Attorney Tim S. McClain joined Womble Carlyle this year, after serving as general counsel at the Department of Veterans Affairs in Washington, D.C., and has also been instrumental in the development of “When Duty Calls.” McClain cannot recall ever seeing an undertaking of this magnitude. “There have been organizations that have helped veterans over the years, but there hasn’t been a movement for law firms to get into the area of pro bono veterans disability law until recently,” McClain said.

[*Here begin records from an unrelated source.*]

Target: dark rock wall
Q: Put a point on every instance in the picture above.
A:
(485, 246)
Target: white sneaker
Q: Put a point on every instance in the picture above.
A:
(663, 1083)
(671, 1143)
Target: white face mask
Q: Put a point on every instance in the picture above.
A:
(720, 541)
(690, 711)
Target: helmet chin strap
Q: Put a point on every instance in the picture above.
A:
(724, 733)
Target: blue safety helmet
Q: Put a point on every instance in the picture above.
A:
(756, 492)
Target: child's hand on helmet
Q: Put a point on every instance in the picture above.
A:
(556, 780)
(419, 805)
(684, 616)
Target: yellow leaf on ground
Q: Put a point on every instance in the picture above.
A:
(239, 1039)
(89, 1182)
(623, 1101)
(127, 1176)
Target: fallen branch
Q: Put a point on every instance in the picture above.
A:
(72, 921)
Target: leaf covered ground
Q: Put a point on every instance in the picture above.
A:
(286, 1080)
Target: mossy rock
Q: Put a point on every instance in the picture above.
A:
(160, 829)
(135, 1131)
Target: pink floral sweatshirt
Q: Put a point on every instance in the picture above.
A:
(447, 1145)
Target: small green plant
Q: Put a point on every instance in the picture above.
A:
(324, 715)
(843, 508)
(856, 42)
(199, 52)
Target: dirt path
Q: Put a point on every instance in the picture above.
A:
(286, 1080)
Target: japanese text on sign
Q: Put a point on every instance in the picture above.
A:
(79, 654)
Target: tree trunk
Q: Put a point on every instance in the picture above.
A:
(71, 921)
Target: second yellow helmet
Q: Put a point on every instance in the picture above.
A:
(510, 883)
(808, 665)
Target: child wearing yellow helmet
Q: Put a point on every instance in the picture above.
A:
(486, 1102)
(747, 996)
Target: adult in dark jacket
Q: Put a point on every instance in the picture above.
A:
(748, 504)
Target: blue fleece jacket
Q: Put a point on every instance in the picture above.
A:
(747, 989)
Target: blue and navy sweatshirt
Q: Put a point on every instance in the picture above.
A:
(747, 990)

Another critical figure in the success of “When Duty Calls” is Michael Taub, a young lawyer staff attorney with the Homeless Advocacy Project in Philadelphia. Taub focuses his efforts on providing services to homeless veterans and is sharing the benefit of that experience with members of the private bar, conducting much of the substantive benefits training for the attorneys. Taub knows how complicated the benefits process can be, particularly for pro se veterans and the non-attorney organizations to which they often turn for assistance. “The system can be overwhelming to our clients,” Taub said. “The procedural maze can be difficult for them to follow.”
The System
That procedural system has several components. Initial claims are generally decided at Department of Veterans Affairs Regional Offices and are subject to several levels of appeal. The process can be especially challenging for homeless veterans, who make up approximately one-third of homeless men, Taub said. “With the homeless population, it’s hard to stay on top of deadlines and dates.” That is where “When Duty Calls” steps in.
Veterans benefits come in two general categories: (1) monetary compensation for current disabilities related to military service and (2) military pension benefits. Historically, the veterans themselves or the service organizations that assist them were required to gather all of the evidence necessary to show they are entitiled to these benefits—without the help of legal counsel. This tended to create delays in obtaining benefits.
“When Duty Calls” utilizes attorneys’ experience in gathering and reviewing documents and records. “The veterans service organizations do a terrific job,” Tim McClain said. But as non-attorneys, veterans are limited in what they can do. Thus, the project brings “a lawyer’s perspective to the process, at no charge to the veteran,” he added. “Attorneys, with very little training, can get involved quickly and make a difference,” concluded Michael Taub of the Advocacy Project.